Issues raised at the Forum represent opportunities.

Portrait of Rosalie Gascoigne (Greg Weight 1993)

There was a surprising emphasis on the potential of cross-sector, cross-   disciplinary, cross-regional cooperation: between groups and individuals; between universities, colleges, and school communities; between professional and amateur; between the public and the private sectors; between government jurisdictions and government departments; between city and town and village.

The installation of the National Broadband Network presents a new digital environment for Australia, offering endless possibilities for cooperation and the exchange of ideas and information.  Artists and all those engaged in creative practice can already see that the NBN will open up a new digital future, one that will invigorate Australia.  The challenge is to use this opportunity to meet the expectations of our artists and facilitate innovative thinking more generally.

A frustration expressed at the Forum concerned the lack of a vision for our arts and creative future, including a clearly articulated and practicable strategic plan at all levels of government.  Short-term, ad hoc decisions in funding and planning delay or impede the development of arts infrastructure.

Forum attendees asked how can we amend our urban planning systems so that the organic growth of arts precincts can be facilitated, especially the sort of precincts that pulse with life and invite extensive participation?

Attendees highlighted the impressive range of arts practices, exhibitions and performances scheduled in the ACT region, but asked how can the arts and cultural sector better connect with tourism promotion and publicity?

Canberra’s national cultural institutions, museums and galleries, universities, colleges and schools employ many visual artists, musicians, composers, and writers, and their presence and their work is integral to the vitality of our region’s cultural life.

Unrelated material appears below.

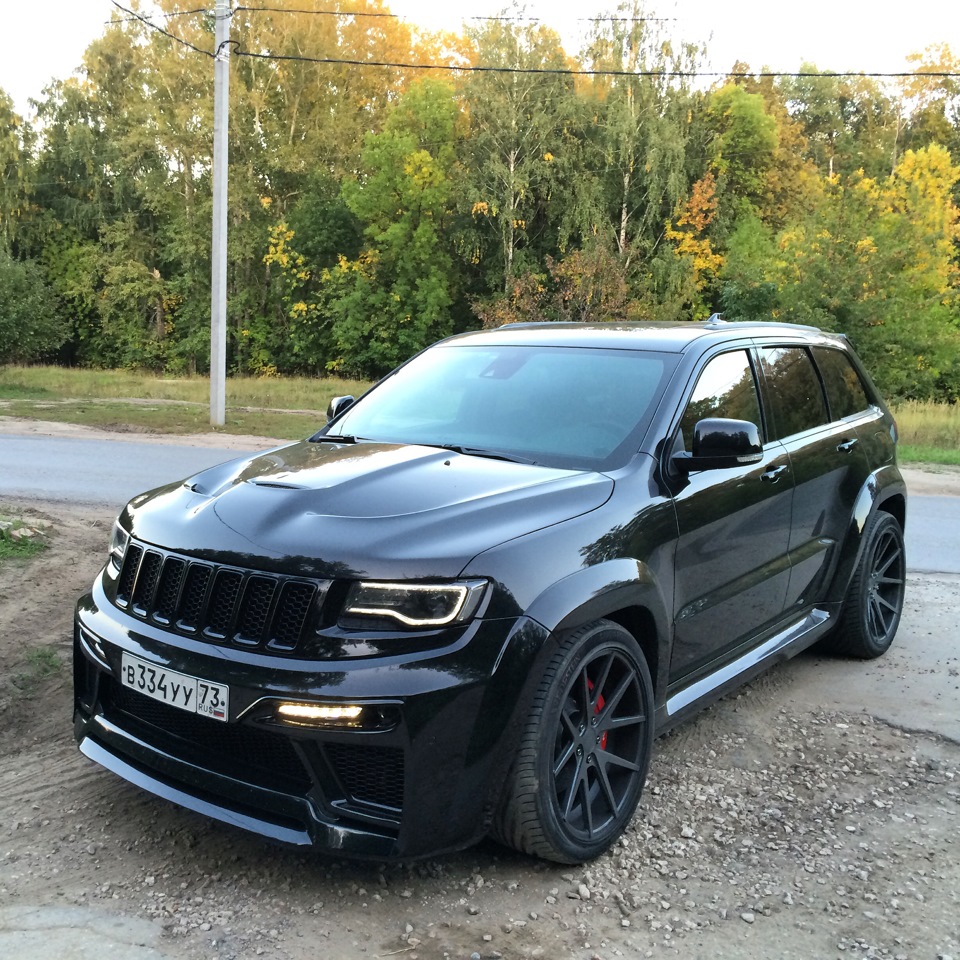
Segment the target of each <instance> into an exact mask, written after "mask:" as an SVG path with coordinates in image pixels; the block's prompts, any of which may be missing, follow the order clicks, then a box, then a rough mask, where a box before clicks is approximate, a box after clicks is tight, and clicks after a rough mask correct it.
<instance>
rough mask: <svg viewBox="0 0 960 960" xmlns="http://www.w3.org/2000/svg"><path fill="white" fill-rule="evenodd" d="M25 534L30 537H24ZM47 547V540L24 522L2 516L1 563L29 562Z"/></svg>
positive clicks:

They offer a high level of professionalism as a benchmark for the community.  The inter-connection between institution-based artists and cultural infrastructure – arts organisations, arts centres, and community groups – is central to the quality of arts experiences available.  The wide-spread outpouring of concern about proposals to reduce specialist music tuition at the ANU School of Music exemplifies the importance of the link between the School’s professional musicians and the region’s music community, which relies on specialist expertise at a high artistic standing.

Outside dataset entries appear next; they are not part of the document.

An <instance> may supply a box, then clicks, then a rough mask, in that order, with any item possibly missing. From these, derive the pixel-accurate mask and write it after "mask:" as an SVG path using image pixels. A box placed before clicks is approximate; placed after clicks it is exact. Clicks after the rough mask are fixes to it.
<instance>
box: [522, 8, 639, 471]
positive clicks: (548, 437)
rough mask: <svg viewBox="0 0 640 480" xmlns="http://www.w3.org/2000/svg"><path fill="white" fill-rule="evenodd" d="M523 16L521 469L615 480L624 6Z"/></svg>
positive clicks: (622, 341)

The ACT region is home to a wide range of professional artists, many of whom straddle the institution-community divide.  These practitioners form the back-bone of our cultural life, contributing to the vitality and energy in our communities. Without an institutional employment base, they would be lost to us.  Without these artists, we lose their ideas, expertise and inspirational practice premised on research, innovation, technical risk, and the acquisition of new knowledge.  Without these artists, we are all less inspired to think in new and exciting ways.

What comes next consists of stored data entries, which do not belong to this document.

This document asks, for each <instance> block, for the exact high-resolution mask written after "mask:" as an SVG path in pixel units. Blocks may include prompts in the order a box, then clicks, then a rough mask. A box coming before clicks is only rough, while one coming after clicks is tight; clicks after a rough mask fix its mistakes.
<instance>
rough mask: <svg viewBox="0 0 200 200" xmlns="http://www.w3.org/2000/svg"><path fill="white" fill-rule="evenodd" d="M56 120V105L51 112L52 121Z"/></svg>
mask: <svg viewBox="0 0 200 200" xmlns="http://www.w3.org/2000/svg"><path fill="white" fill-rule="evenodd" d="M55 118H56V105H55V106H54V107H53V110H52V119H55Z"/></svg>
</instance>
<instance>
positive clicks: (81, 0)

In 2013 there are two significant birthdays in our region: the Centenary of Canberra and Goulburn’s 150th as a city.  Now is the time to capitalise on the depth of creative talent and the quality of cultural life around us.  Now is the time to tackle big issues, support radical thinking, to be brave.  Now is the time to highlight the national and international achievements of our artists and arts organisations and the significance of our educational and cultural institutions.  Now is the time to celebrate with confidence and generosity the inspired creative crucible that is the ACT region – there is no doubt that it can be a place that lifts us all above life’s utilitarian dimension.  The Childers Group is serious about that word crucible, because we have at our core Canberra, the nation’s capital city.

In the year of significant milestones, let’s honour the quality of cultural life and the creative crucible that is the ACT region.  The spirit of that idea makes us a very special place indeed.